The Ideal Financial Calculator

Calculators have always been associated with math, and years ago, in the world of finance there has never actually been a calculator designed to meet the specific needs of finance workers and students. People who needed help with financial calculations never thought of buying financial calculators because simply, such thing did not exist. And as modern technology advances forward, so do calculators. Today there is a wide palette of financial calculators to choose from, featuring all sorts of good, helpful options. And in a world of countless options for financial calculators, how do you pick the ideal one for you? Easy, just get familiarized with the basic features that make a good financial calculator while having in mind your own needs.

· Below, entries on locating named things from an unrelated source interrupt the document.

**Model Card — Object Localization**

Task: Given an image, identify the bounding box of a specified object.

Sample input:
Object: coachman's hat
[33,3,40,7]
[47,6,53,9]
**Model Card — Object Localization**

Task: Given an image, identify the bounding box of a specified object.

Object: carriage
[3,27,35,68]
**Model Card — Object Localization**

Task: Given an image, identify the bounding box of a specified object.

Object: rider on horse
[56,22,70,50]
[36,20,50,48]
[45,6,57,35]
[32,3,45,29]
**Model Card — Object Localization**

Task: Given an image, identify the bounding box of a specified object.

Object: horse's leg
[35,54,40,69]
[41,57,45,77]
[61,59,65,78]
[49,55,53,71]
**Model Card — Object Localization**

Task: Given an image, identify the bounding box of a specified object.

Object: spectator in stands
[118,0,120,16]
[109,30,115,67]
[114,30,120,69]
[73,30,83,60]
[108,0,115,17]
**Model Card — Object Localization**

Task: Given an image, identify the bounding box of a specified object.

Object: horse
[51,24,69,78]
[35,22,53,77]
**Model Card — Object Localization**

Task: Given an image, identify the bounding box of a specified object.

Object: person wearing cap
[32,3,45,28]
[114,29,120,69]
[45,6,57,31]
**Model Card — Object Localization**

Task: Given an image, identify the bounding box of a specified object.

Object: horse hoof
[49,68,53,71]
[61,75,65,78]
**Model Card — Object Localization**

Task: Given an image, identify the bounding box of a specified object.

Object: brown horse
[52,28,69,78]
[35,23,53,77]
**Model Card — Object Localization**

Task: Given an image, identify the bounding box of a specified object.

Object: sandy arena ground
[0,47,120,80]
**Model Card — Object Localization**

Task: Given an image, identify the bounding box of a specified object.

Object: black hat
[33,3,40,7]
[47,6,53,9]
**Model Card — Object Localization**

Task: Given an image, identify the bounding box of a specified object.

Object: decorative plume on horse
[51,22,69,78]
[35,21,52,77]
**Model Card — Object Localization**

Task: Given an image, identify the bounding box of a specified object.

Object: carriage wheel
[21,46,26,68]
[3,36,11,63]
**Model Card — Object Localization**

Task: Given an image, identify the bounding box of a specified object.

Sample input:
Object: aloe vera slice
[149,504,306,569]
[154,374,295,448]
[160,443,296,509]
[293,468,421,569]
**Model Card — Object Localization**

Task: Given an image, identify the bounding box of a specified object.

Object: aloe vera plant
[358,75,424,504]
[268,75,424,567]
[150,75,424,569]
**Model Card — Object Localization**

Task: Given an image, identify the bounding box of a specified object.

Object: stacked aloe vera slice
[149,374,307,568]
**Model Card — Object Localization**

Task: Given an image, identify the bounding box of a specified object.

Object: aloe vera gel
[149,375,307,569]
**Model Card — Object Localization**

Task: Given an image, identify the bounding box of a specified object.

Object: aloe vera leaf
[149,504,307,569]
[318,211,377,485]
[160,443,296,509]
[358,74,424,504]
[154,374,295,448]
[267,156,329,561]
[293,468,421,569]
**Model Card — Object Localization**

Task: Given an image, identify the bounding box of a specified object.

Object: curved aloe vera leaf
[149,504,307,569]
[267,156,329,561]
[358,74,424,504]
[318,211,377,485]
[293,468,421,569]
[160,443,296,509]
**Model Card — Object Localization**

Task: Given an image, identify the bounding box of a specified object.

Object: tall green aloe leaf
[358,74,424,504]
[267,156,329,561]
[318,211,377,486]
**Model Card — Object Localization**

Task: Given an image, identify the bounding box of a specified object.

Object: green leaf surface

Firstly, know the purpose of a financial calculator; you can do basic calculations with it, but that is definitely not the point of it. Plus, if it was just about basic calculating, you would definitely not spend that much money on a financial one right? In the world of finance, you are bound to face calculations such as mortgage rates, loan information, return on investment and a lot more in the spectrum of economic calculations. Bottom line, if you are in the field of accountancy, finance or banking, you’d definitely need to consider buying financial calculators. The field of financial information and economic calculations is wide, which means a financial calculator would be helpful in many areas:

• for figuring out insurance costs, monthly payments and returns;
• in order to know how much your monthly loan payment is;
• interest rates on saving – so you can know how much to expect in the end of the month or year;
• for determining the return on investment rate if you have made or are thinking about making some investments;
• making financial plans like college, university studies or similar;
• calculating taxes for your home or company;
• mortgage payments and much more.

In addition to this, a financial calculator has a lot of other useful functions, which normally take a lot of calculating. These include:

• Time value of money – one of the basic things that everyone who works with money must know is how to calculate the profit gained by a given amount of interest over a given period of time. For example, if you put \$1,000.00 in the bank today with an interest rate of 10% a year for a period of 10 years, at the end of the 10th year you would have 10*\$1100 (that of course, if the interest rate was fixed each of the ten years). That is how much your \$1,000.00 today will be worth in 10 years.
• Amortization is among the most basic financial terms and as such, not just economists and workers in finance, but everyone should be familiar with it. It refers to the decreasing amounts over a given period of time. It generally refers to intangible assets.
• Depreciation as opposed to amortization, refers to tangible assets and means decrease in value.
• The break-even point is the point at which the revenue and the costs are the same. This is also the so called ‘zero-point’ of a business below which a business’s activities must not fall. A break-even analysis is a must if you want to have a clear view on where your business stands.
• Internal rate of return (IRR) is useful when you compare the profitability of investments. Mainly used in capital budgeting, this calculation can be very complex without using a financial calculator since it uses the total number of periods and the net present value of the investment.